One might say: “While these things are commands, it is not God’s wrath but his gracious will and his love for his people that laid out these simple rules for the organization and the movement of the nation. Any order of tribes might have sufficed. But any order would be better than no order at all. By giving the command in this way, there would be no bitterness among the tribes. No Reubenite or Simeonite could object, and since there was a plan, there would be no real confusion within the nation as to who should be next when they traveled. Each tribe had its place, each clan had its location within the tribe, and each family had their places within the clan. This would save time, save arguments, and potentially, save lives.
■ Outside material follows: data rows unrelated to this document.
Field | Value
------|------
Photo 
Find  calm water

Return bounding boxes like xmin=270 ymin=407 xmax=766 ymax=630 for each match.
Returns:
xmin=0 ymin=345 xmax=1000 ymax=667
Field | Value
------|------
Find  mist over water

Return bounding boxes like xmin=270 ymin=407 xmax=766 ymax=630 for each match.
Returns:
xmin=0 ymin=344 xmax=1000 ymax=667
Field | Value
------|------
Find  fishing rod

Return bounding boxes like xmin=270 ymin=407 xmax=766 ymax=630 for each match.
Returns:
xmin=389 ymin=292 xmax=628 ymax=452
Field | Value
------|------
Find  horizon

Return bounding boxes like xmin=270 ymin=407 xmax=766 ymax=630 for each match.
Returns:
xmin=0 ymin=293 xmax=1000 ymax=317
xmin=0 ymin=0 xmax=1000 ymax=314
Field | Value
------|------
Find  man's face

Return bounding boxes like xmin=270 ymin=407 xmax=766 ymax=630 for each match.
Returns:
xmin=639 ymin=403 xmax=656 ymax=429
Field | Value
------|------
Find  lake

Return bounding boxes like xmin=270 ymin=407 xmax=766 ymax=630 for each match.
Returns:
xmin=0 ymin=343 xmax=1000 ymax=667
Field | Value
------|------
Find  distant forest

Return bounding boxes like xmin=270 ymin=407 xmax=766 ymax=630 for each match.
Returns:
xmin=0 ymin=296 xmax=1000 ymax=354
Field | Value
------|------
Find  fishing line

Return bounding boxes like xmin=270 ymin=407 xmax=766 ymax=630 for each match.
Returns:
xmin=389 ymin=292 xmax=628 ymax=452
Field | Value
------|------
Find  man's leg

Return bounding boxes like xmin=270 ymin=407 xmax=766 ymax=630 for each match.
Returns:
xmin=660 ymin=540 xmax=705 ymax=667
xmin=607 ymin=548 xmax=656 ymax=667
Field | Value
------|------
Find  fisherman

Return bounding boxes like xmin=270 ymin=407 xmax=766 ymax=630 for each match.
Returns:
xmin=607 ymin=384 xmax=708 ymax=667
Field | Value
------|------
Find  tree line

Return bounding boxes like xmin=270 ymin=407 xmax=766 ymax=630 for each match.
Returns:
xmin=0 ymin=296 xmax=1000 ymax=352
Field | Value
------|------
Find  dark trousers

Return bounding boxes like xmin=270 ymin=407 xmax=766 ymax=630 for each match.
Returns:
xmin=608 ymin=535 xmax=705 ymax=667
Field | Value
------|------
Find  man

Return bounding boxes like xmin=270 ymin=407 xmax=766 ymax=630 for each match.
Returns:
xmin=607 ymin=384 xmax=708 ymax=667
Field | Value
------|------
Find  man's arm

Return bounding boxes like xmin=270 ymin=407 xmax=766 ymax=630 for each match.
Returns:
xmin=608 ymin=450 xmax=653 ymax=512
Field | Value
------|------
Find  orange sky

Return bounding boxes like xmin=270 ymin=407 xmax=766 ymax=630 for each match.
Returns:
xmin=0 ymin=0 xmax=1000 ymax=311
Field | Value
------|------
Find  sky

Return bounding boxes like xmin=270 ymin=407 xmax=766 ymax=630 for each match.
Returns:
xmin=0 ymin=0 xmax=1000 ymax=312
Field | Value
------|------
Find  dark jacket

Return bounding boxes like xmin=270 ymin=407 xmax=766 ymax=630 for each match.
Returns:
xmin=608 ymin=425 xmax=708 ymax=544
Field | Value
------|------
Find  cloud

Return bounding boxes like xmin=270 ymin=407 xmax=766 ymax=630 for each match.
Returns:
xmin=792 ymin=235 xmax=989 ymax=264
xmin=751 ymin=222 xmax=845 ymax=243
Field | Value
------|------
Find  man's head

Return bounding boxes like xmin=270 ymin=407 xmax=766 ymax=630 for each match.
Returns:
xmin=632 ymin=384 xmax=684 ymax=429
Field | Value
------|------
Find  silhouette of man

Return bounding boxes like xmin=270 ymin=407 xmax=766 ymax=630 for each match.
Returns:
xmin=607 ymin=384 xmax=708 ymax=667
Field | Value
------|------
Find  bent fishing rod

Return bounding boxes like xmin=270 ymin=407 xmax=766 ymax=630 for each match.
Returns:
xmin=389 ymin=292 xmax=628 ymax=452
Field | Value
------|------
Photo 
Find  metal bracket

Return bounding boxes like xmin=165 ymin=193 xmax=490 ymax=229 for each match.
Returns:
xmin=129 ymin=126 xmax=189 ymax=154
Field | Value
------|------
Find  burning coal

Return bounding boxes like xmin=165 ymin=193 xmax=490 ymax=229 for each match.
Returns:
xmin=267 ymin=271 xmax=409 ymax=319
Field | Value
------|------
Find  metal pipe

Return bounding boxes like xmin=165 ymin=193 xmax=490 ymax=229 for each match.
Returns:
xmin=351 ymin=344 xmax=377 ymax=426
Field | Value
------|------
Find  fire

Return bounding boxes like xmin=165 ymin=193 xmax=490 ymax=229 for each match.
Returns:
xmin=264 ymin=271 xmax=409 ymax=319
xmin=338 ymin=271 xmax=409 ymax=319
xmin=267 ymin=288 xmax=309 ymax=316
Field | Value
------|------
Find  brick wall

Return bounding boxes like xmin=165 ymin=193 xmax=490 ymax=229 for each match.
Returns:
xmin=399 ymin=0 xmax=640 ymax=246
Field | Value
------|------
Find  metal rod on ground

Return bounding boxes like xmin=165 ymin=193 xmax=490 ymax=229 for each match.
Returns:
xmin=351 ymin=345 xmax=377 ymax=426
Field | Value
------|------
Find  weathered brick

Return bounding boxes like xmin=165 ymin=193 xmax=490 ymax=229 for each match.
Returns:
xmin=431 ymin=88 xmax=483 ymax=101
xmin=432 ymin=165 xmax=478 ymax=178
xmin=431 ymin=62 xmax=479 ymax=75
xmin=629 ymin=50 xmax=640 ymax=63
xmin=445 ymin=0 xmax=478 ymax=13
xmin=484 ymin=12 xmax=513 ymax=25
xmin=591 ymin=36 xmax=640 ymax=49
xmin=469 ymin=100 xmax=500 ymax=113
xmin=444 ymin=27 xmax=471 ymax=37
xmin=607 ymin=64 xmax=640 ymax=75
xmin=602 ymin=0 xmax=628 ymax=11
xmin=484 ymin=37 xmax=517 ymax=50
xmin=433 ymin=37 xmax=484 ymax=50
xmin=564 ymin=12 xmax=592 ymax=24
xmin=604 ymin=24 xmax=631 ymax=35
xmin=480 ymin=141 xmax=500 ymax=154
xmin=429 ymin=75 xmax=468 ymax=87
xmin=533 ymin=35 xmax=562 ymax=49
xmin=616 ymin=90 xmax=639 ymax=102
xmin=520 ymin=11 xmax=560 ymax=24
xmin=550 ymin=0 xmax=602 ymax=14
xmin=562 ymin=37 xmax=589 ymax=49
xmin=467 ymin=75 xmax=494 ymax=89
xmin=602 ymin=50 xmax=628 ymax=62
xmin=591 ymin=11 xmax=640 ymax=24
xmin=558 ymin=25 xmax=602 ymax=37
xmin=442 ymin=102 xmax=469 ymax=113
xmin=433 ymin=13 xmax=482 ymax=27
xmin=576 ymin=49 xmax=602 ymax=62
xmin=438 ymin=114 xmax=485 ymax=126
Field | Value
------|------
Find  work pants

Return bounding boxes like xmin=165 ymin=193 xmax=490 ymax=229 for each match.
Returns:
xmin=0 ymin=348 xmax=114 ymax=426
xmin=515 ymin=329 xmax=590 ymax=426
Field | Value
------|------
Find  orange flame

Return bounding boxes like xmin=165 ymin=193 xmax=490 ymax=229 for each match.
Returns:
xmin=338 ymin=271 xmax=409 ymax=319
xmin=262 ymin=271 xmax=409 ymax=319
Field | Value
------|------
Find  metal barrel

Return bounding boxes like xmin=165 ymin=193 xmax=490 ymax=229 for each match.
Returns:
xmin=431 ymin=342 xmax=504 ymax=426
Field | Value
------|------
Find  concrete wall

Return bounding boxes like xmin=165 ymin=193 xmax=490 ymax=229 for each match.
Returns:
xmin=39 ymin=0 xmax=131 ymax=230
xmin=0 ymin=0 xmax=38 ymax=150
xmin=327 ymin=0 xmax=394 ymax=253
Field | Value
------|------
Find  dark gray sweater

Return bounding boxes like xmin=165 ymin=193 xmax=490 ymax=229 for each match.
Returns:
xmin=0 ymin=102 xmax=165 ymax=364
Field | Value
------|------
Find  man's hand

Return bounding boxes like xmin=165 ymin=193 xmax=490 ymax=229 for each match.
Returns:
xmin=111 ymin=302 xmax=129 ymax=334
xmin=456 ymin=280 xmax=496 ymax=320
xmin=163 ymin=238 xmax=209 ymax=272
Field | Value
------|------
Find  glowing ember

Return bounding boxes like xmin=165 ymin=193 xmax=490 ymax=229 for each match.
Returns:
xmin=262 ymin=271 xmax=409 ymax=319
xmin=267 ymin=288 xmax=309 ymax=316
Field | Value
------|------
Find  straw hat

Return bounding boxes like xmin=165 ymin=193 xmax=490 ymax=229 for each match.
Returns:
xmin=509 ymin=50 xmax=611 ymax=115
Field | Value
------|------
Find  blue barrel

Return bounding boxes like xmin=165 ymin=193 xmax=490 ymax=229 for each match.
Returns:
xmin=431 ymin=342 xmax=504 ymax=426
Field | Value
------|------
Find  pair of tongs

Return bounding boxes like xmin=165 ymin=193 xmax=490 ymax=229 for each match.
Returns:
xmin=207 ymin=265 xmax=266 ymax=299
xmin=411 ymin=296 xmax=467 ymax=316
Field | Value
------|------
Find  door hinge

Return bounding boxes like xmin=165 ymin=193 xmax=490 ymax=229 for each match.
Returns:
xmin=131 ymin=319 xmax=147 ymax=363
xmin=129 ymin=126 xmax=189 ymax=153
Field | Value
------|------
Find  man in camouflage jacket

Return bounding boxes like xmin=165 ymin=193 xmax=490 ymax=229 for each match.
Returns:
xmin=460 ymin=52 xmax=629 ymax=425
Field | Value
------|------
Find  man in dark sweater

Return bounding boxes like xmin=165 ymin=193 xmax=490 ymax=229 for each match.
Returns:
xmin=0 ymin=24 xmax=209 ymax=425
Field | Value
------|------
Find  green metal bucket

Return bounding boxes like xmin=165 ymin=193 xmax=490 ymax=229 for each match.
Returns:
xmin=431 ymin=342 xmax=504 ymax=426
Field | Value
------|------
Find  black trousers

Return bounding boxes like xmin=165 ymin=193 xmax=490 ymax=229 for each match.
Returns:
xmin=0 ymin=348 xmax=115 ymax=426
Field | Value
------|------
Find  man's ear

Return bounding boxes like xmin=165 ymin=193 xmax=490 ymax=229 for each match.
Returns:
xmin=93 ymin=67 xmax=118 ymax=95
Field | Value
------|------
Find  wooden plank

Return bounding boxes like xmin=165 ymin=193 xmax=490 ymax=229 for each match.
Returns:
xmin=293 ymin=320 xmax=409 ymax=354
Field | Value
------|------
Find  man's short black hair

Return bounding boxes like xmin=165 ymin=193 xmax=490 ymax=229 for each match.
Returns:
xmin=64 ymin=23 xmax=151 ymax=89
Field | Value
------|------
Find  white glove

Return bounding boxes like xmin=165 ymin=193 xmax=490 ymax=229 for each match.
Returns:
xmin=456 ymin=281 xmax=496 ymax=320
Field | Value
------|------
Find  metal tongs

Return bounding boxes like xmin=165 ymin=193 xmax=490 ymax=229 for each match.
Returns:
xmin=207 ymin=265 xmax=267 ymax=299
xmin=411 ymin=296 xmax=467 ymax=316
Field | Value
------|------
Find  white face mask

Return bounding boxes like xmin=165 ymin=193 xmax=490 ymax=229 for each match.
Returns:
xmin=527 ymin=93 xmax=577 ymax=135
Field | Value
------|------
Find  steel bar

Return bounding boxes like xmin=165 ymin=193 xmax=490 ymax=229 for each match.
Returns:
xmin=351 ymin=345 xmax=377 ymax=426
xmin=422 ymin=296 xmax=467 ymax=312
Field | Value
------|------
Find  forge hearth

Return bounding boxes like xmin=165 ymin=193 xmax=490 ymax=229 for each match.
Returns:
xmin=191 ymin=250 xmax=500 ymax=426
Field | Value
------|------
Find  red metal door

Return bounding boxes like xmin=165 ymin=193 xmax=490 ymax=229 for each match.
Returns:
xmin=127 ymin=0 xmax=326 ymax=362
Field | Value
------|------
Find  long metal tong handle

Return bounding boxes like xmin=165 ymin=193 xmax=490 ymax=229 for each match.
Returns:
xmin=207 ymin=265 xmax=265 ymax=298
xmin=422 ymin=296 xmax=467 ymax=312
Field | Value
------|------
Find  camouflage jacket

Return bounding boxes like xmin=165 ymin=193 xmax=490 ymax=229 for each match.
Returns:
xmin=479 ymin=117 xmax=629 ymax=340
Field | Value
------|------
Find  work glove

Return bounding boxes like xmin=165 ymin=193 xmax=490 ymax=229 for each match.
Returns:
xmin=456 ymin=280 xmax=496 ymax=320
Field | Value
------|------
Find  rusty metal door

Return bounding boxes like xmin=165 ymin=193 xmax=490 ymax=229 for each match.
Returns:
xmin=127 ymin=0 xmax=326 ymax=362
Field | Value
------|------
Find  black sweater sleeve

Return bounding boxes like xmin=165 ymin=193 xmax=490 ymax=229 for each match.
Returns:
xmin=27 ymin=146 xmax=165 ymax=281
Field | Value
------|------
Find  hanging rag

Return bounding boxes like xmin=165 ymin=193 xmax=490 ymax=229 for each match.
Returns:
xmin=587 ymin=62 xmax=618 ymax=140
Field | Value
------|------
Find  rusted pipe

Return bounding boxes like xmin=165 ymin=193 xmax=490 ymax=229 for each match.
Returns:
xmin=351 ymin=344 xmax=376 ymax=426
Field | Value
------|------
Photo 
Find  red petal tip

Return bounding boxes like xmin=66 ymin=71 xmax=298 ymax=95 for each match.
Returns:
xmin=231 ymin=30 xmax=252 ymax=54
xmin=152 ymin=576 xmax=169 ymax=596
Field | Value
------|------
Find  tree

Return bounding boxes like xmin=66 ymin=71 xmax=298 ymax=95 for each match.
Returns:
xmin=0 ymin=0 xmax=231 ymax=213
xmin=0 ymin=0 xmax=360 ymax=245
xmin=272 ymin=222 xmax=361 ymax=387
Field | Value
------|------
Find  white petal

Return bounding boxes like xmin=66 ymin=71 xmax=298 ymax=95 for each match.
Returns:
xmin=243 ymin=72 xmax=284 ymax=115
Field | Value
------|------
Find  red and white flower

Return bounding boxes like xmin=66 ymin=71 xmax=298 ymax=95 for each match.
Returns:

God ‘establishes order in the heights of heaven’ (Job 25:2), and he established order among the tribes of Israel.”
And while this is true, it is not the true dividing point in our passage between law and gospel. Walther lists six true points of difference between law and gospel: (1) the manner of their being revealed to man, (2) their contents, (3) the promises held out, (4) their threatenings, (5) the function and effect of either doctrine, and (6) the persons to whom either the one or the other doctrine must be preached. (The Proper Distinction Between Law and Gospel p. 7).
In this case, the fifth point, the function and effect of the doctrine, must be observed, along with the fourth point, their threatenings. The commands of the order of march and encampment are a legal command that demanded obedience and which brings no promise except for the general promise that accompanies all the law: “Do this and you will live.” And when certain elements of this command were not followed later in Israel’s history, such as the commands about avoiding contact with the Most Holy Place and not approaching the Dwelling or Tabernacle, death was commanded. We saw this already in verse 51 of the previous chapter. So although these laws do not directly affect us today, they were laws for Israel on the march. Their function tells us that they fall under the category of the Ceremonial Law. We can read them and even apply them, but there is no way or reason for us to obey them today in our lives. We have been set free from these laws by the ripping of the curtain when Jesus died on the cross. Three of the Gospels delight to remind us of this: “The curtain of the temple was torn in two from top to bottom” (Matthew 27:51). “The curtain of the temple was torn in two from top to bottom” (Mark 15:38). “And the curtain of the temple was torn in two” (Luke 23:45). The Most Holy Place, represented by what was behind that curtain, is truly the presence of the Living God. It is no longer represented, because we have true access to God through Christ. “We have confidence to enter the Most Holy Place by the blood of Jesus, by a new and living way opened for us through the curtain, that is, his body” (Hebrews 10:19-20).
These laws teach us to appreciate our place in God’s kingdom, but the gospel of Jesus invited us to rejoice that our place is a gift, given through his blood, and ours forever by means of his grace. This is the difference between the fear of the law and the joy of the gospel.